SunTrust Bank offers a program similar to the CHIP loan that also is limited to loans up to $417,000.

“Borrowers can only use these loans on their primary residence and cannot own another property while buying a home with this loan,” Mr. Donnelly said. “These are portfolio loans, so we do manual underwriting, which allows us to make case-by-case decisions and to use compensating factors such as extra cash reserves that can overcome a lower credit score. We do expect good credit, generally at least above 620 or higher. … We are not flexible at all on the debt-to-income ratios because we want to make sure the mortgage is affordable to the borrowers.”

The SunTrust loan program has similar income restrictions to the CHIP loan and does not have any income limitations for properties located in low- to moderate-income census tracts. All borrowers must fully document their income and assets, and if the property is older than 15 years, a home inspection is required.

The Navy Federal HomeBuyers Choice program does not charge mortgage insurance but does require a funding fee of 1.75 percent of the loan amount. The funding fee cannot be financed into the mortgage.
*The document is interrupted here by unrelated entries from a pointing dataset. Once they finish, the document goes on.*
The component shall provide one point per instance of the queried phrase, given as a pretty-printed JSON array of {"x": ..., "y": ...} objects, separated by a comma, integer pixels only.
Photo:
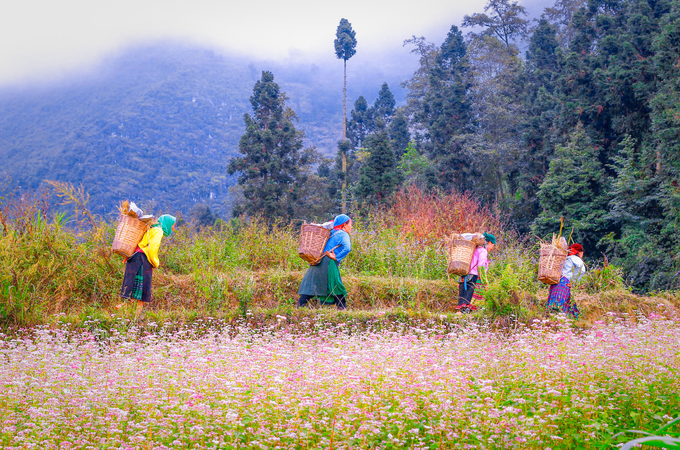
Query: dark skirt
[
  {"x": 466, "y": 290},
  {"x": 137, "y": 279},
  {"x": 323, "y": 280},
  {"x": 559, "y": 298}
]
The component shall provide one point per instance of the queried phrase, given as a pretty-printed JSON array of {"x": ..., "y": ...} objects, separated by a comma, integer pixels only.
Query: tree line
[{"x": 584, "y": 124}]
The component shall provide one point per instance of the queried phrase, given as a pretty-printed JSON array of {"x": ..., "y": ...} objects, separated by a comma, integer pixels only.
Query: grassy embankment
[{"x": 51, "y": 274}]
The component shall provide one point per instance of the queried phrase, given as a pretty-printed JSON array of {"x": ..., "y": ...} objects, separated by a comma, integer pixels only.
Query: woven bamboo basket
[
  {"x": 128, "y": 234},
  {"x": 550, "y": 264},
  {"x": 460, "y": 256},
  {"x": 313, "y": 239}
]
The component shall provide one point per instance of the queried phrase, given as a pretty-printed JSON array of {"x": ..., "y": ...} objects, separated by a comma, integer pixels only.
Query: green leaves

Borrowers also need cash for closing costs unless the seller has agreed to pay those costs.

“To qualify, borrowers need to have good credit, such as B-plus or A credit, generally from the low- to mid-700s and above,” Ms. Sheehan said. “They need stable employment of at least two years that can be documented, full documentation of income and a two-year credit history.”

Navy Federal also requires cash reserves to cover six months of principal, interest, taxes and insurance payments. Typically, the maximum debt-to-income ratio requirement is 41 percent, but sometimes borrowers with excellent credit can go up to 45 percent and still qualify.

“Generally speaking, if credit is not your issue, the HomeBuyers program will be a better loan because of the lack of mortgage insurance,” Ms. Sheehan said. “But if you have credit problems, you may need to go with an FHA loan.”

Mr. Benner said that because not every lender offers every program, borrowers who need down-payment assistance may need to talk with several lenders to learn about all their available options.

“There are state and county and city-specific programs in Maryland, Virginia and D.C. that can offer down-payment and closing-cost assistance, usually with some income restrictions,” Mr. Benner said.

“In many cases, the borrowers need to pay something out of pocket, such as 1.75 percent of the home price or at least $500. Buyers can search on the Internet for local housing programs to see if they qualify and consult three or more different lenders to compare their options.”